The trajectory of the campaign has made it clear that Trump’s efforts to demonize Joe Biden and his party have failed. The claim that Biden is senile was essential to the twin charges that he is dangerously incompetent and a puppet of the “radical left” of the Democratic Party (or perhaps the front man for the “communist” and “monster” Kamala Harris). In the two debates, however (the most salient opportunities for comparing the two septuagenarians), Biden was, on balance, the more coherent and self-possessed of the two. And while Trump did score some points in the final debates concerning Biden’s record on criminal-justice reform, the former vice-president easily parried the “socialist” attack line by calmly pointing out that Trump must be confusing his platform with those of the progressive rivals he vanquished.
The major strategic adjustment Trump made since Biden’s nomination has been to depict him as Hillary Clinton Redux, a creature of the same bipartisan Establishment that Trump campaigned against in 2016. A corollary of this dubious effort to regain an outsider position has been the president’s tedious attacks on the looters and murderers of “Democrat cities,” who are apparently itching to cross the invisible barricades erected by Trump to sack and pillage the pristine suburbs. More broadly, the “China virus,” Black Lives Matter activists, antifa “thugs,” and Fake Media traitors are alien forces that have somehow taken control of Great-Again America with only the besieged president willing to rescue her. But as Tim Alberta notes at Politico, this just doesn’t work for an incumbent:
“Four years ago, just a third of the country believed America was on the right track. These conditions were fundamentally advantageous to Trump, a political outsider, whose party had been out of power for eight years. Today, only one-fifth of the country believes America is on the right track. But this time, Trump bears the brunt of the public’s frustration, primarily due to his handling of the Covid-19 pandemic.”
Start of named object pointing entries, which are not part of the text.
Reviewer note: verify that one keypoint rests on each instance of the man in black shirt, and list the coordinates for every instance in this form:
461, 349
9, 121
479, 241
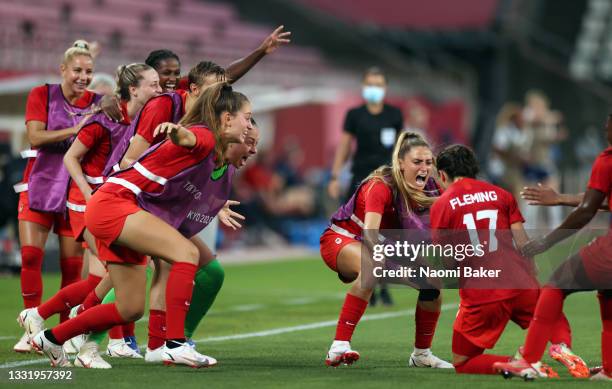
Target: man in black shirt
375, 127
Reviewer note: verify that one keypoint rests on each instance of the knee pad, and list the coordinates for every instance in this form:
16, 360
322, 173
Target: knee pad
216, 273
31, 257
428, 294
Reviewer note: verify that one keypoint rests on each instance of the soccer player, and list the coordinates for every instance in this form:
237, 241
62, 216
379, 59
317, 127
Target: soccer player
51, 120
589, 269
86, 160
497, 218
376, 205
125, 233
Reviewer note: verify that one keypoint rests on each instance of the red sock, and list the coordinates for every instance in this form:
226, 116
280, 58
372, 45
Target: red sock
31, 276
562, 332
115, 333
90, 301
178, 298
157, 329
426, 322
71, 273
547, 312
128, 329
351, 312
98, 318
71, 270
481, 364
605, 308
68, 297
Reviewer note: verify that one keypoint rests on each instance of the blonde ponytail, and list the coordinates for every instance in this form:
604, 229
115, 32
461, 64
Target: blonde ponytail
393, 176
79, 47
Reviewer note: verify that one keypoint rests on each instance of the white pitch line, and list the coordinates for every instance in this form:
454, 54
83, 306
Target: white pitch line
321, 324
276, 331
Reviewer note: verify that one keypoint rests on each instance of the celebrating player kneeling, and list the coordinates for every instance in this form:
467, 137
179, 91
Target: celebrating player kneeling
496, 213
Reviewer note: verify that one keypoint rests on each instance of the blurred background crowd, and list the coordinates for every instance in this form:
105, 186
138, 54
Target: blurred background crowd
526, 83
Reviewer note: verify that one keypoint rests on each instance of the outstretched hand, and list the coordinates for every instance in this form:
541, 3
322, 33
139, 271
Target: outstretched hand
229, 217
275, 40
111, 106
540, 195
535, 247
168, 129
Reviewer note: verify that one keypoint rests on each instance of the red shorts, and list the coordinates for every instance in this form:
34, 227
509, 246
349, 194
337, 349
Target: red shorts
597, 261
60, 224
104, 218
331, 243
77, 222
482, 325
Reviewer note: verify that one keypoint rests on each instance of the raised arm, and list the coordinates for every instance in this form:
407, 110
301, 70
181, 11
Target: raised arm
138, 145
39, 136
178, 134
342, 154
579, 218
547, 196
240, 67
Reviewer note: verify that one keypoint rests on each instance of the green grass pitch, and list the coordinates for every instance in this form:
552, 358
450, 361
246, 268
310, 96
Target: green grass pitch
259, 298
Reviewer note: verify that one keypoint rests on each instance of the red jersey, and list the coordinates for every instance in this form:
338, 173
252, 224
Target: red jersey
151, 171
601, 174
36, 109
156, 111
183, 84
97, 139
469, 205
373, 196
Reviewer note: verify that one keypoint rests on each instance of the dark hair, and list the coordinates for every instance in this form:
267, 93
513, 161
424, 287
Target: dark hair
156, 56
203, 69
458, 161
127, 76
209, 106
374, 71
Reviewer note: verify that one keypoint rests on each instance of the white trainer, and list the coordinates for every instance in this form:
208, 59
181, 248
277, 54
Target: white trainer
53, 351
601, 376
23, 346
89, 357
340, 353
154, 355
30, 320
425, 358
69, 348
186, 355
117, 348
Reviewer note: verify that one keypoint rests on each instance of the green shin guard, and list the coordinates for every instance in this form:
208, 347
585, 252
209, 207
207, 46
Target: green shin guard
208, 282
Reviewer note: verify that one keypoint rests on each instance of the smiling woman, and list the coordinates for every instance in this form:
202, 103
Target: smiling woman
391, 197
54, 114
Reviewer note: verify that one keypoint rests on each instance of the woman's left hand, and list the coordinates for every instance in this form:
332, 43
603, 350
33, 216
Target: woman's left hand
229, 217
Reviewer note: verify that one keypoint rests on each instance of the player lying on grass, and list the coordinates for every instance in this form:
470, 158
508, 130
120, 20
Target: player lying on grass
484, 312
377, 204
589, 269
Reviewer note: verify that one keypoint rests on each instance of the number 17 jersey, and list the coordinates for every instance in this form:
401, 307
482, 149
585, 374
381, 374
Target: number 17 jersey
483, 213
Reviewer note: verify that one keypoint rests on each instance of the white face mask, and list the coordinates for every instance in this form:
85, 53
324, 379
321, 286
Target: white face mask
373, 94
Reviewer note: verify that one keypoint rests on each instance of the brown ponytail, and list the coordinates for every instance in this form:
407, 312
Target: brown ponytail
207, 109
Had Trump focused his reelection campaign on rebuilding his approval rating via (a) a pivot toward accepting responsibility and articulating a national strategy on COVID-19 and (b) making a credible case that the economy will come roaring back after the pandemic has subsided, not through some forced “reopening,” he might have lifted his approval rating and come closer to victory in a referendum election. At the same time, he might have done a better job of winning a “choice” election had he focused relentlessly on weak points of Biden’s agenda and Biden’s own record rather than trying to force him into an “extremist” template that just doesn’t fit him. A more disciplined and realistic comparative campaign might also have avoided the absurd effort by the most consistently incoherent and mendacious politician in American history to accuse Joe Biden of incoherence and lies.
As it is, the president’s campaign seems to have fallen between two stools: He hasn’t made a convincing case that he deserves a second term, and he has barely laid a glove on Biden. His very slim hopes for reelection now depend on an outsize turnout among the voters who have been with him from the beginning.